Sounds like we have some severely frustrated Taliban, no? Even the AT-1 Snapper mentioned here is fairly primative, as it is a first generation guided AT missile (meaning it is controlled by a joystick)... and once you understand the threat posed by such missiles, they aren't a major threat... I've read the reports on the accuracy of such first generation AT missiles, and they are highly dependant on the skill of the operator, and at most, the hit probability is less than 25%, with a very well trained crew. Still not a good idea to let these systems fall into the hands of the Taliban anyways.


----------



## CBH99 (7 May 2006)

My question is this:  Where the hell do they get all of these weapons?

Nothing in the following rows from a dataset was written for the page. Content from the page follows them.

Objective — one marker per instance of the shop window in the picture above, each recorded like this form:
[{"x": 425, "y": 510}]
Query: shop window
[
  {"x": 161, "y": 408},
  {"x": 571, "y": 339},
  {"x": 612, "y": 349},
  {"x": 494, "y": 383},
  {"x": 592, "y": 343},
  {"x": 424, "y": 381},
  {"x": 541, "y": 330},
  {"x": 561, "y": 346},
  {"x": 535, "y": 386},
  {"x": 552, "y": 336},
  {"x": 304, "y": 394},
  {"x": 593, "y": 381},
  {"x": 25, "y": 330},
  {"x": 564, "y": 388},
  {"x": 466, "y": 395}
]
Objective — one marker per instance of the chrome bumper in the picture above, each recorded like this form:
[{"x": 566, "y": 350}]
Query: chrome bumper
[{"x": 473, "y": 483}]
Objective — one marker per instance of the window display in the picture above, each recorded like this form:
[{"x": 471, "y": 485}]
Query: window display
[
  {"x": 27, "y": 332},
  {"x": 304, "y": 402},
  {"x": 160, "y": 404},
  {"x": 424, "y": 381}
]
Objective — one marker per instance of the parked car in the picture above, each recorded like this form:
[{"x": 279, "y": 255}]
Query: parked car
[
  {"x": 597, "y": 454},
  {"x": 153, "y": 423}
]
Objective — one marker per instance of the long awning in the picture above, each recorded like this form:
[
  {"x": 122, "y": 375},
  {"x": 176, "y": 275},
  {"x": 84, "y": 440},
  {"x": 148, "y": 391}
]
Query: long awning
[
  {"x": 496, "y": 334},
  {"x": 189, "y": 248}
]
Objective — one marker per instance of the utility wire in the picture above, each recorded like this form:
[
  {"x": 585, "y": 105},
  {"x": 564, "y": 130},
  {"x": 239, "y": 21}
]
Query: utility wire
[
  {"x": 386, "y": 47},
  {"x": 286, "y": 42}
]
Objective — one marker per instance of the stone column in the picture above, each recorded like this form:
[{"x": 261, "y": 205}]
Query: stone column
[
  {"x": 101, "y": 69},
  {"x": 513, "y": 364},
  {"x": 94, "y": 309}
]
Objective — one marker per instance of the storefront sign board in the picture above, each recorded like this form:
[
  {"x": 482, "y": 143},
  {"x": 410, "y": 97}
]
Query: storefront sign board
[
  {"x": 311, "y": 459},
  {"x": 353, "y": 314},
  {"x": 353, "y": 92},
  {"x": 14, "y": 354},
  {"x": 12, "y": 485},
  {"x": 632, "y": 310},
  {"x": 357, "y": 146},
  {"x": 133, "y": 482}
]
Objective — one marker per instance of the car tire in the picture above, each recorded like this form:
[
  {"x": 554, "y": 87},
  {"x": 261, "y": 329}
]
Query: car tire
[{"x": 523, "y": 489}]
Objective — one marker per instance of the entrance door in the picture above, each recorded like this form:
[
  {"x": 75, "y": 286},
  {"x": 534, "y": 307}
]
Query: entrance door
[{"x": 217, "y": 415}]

I know that sounds a bit lame, but I am curious - where the hell do they keep getting the material to make explosives, etc, etc.

The Stringers are obviously a concern, given the support the Taliban received from the US during the Soviet invasion.  Buying battery packs to get the weapons up and running is a relatively easy, and unfortunately extremely effective.  How do they keep getting more sophisticated weaponry though?  (Minus the stingers, since they already had them kicking around from beforehand.)

Between the amount of intelligence work going on there, and the number of coalition assets - I am curious, is there perhaps a more aggressive or different approach coalition forces could be taking to prevent them from acquiring weapons in the first place?


----------



## George Wallace (7 May 2006)

The country has been in a state of war for over twenty years.  There are lots of explosives laying around.  The construction of IEDs, Booby Traps, etc. are only limited by ones imagination. 

As for more sophisticated weapons.  Well, OBL, Al-Qaida, the Taliban and the various other little factions have lots of money or the support of outsiders.  Chinese, Korean, Pakistani, Iranian, Iraqi, Saudi and other nations will sell weapons or are used to smuggle weapons to the highest bidder.  Perhaps some, like China and Korea may use this as an opportunity to trial new weapons.  

Does this help some?


----------



## Centurian1985 (7 May 2006)

Army matters - you got to think outside the box!

Get rid of the command system, just put the damn thing on a rail, straight line target acquisition with mark I eyeball, wait until target is within range (not too close or it wont arm) and lined up on rail direction, then hit the fire button.  Voila - improvised direct fire ATM.

Either way, it was a crappy missle so not very much likelihood of damage anyway, but still bad for softcovers...


----------



## Haggis (7 May 2006)

I'd rather see a headline that reads:

"COALITION HEAVY WEAPONS SEARCHING FOR MORE TALIBAN".

C'mon, press.  Tell both sides of the story!  ;D


----------



## aesop081 (7 May 2006)

Centurian1985 said:
			
		

> Army matters - you got to think outside the box!


In his case it would be "thinking outside the books"    :

Armymatters, from the relative safety of your couch its easy to dismiss the AT-1 as a minor threat but if you were driving around in a LAV-III in Afghanistan, you would understand that it only takes a "primitive" lucky shot to ruin your day.  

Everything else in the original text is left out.